Sounds like you’re using a Teensy 3.x with some ancient experimental SD library. That’s not at all similar to what I’m doing - are you actually using my code?

Given that the 3.x series have been unfortunately rendered obsolete by NXP no longer making the parts, it makes very little sense for me to invest much time investigating any issues with them. I’d recommend you use a 4.x…
 
Sounds like you’re using a Teensy 3.x with some ancient experimental SD library. That’s not at all similar to what I’m doing - are you actually using my code?

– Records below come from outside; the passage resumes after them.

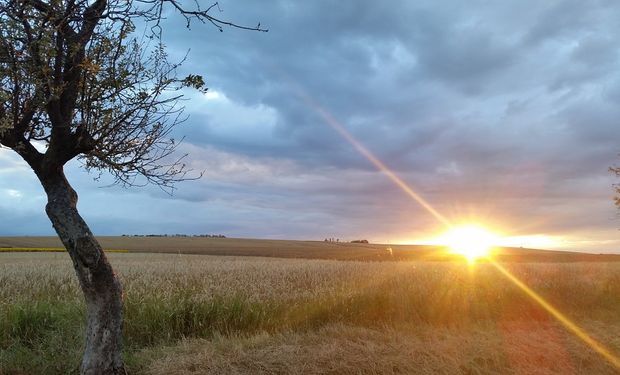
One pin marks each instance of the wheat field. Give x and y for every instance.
(194, 314)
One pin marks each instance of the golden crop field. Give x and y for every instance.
(197, 314)
(296, 249)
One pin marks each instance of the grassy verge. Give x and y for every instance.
(184, 300)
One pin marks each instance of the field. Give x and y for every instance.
(296, 249)
(195, 314)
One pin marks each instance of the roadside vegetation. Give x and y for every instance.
(197, 314)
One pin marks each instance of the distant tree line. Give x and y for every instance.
(176, 235)
(331, 239)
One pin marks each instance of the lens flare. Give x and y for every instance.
(471, 241)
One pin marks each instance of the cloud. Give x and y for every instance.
(504, 111)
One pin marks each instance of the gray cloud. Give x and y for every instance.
(505, 111)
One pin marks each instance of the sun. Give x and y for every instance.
(471, 241)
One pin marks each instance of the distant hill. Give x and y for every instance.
(303, 249)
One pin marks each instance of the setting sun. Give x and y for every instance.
(470, 241)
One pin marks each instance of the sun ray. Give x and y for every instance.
(565, 321)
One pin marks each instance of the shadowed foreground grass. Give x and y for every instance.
(203, 314)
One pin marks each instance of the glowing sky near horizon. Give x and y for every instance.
(499, 113)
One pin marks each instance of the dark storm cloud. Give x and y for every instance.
(507, 109)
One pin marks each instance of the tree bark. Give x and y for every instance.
(102, 289)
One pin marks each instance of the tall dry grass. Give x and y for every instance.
(172, 298)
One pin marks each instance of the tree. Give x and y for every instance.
(76, 81)
(616, 170)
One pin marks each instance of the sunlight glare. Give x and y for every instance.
(471, 241)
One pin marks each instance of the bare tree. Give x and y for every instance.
(77, 81)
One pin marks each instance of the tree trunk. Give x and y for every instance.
(102, 290)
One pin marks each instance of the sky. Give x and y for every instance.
(501, 113)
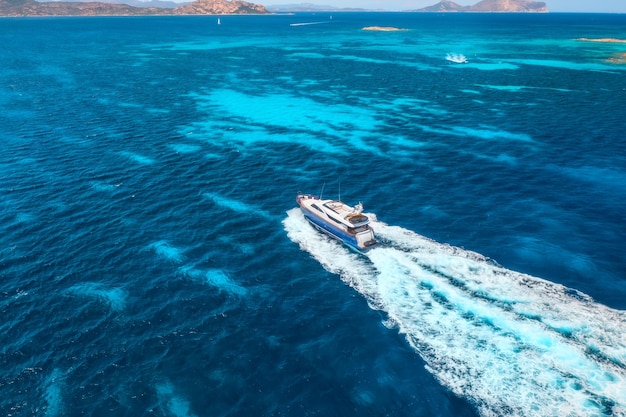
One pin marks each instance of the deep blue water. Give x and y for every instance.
(152, 261)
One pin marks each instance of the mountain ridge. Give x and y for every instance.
(17, 8)
(489, 6)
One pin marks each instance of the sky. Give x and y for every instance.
(592, 6)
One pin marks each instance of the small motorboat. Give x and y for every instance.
(338, 220)
(456, 58)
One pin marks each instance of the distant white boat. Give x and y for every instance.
(456, 58)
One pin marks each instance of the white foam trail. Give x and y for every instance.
(513, 344)
(171, 402)
(114, 297)
(52, 394)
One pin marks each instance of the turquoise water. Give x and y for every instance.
(152, 261)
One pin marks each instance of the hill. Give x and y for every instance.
(489, 6)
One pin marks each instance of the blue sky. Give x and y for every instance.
(599, 6)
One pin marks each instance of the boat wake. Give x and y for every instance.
(513, 344)
(457, 58)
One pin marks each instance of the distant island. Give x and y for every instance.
(442, 6)
(220, 7)
(489, 6)
(104, 8)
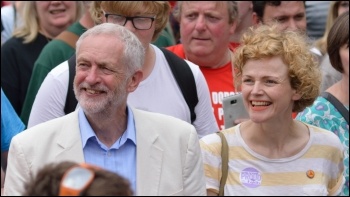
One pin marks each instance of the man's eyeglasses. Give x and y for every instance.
(76, 180)
(139, 22)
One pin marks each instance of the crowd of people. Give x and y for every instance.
(127, 96)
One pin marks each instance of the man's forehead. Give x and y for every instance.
(285, 9)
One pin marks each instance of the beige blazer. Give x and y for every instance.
(169, 159)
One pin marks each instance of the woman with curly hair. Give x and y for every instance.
(273, 154)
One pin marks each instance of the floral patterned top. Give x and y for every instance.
(323, 114)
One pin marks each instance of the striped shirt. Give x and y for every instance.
(316, 170)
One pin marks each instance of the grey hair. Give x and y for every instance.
(133, 54)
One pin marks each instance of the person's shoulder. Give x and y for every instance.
(323, 135)
(159, 120)
(12, 42)
(175, 48)
(155, 115)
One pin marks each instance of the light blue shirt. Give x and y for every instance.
(11, 124)
(120, 157)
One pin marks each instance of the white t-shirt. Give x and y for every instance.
(159, 92)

Given that the 3.x series have been unfortunately rendered obsolete by NXP no longer making the parts, it makes very little sense for me to invest much time investigating any issues with them. I’d recommend you use a 4.x…
No problem, makes sense. I was not aware they obsoleted the teensy3.2 controller? the MK20DX256VLH7? Where did you see/hear that?
 
Teensy 3.2 was discontinued because NXP are no longer supplying the MK20DX256VLH7.
Well ... not to the likes of PJRC, it seems 🤬. It's still listed as Active on their website, albeit with a 26-week lead time: https://www.nxp.com/part/MK20DX256VLH7#/
1706355766917.png

I guess that could be sustainable if you're a huge business, and tiny ones will buy from distributors, but folk like Paul just get squeezed out.
 
NXP does appear to still be making the chip, but not in sufficient volume for PJRC to continue Teensy 3.2. We had large orders open for over 2 years but they could only ship small quantity. Why, we still don't know, though I kinda suspect production problems or lack of wafer capacity for this older 90nm silicon. Ultimately we had to give up and just discontinue Teensy 3.2.

If you're making a custom product using the Teensy 3.2 code (as I know @zachtos is) my advice is to plan ahead for NXP to have late deliveries and only partial if you're ordering large quantity.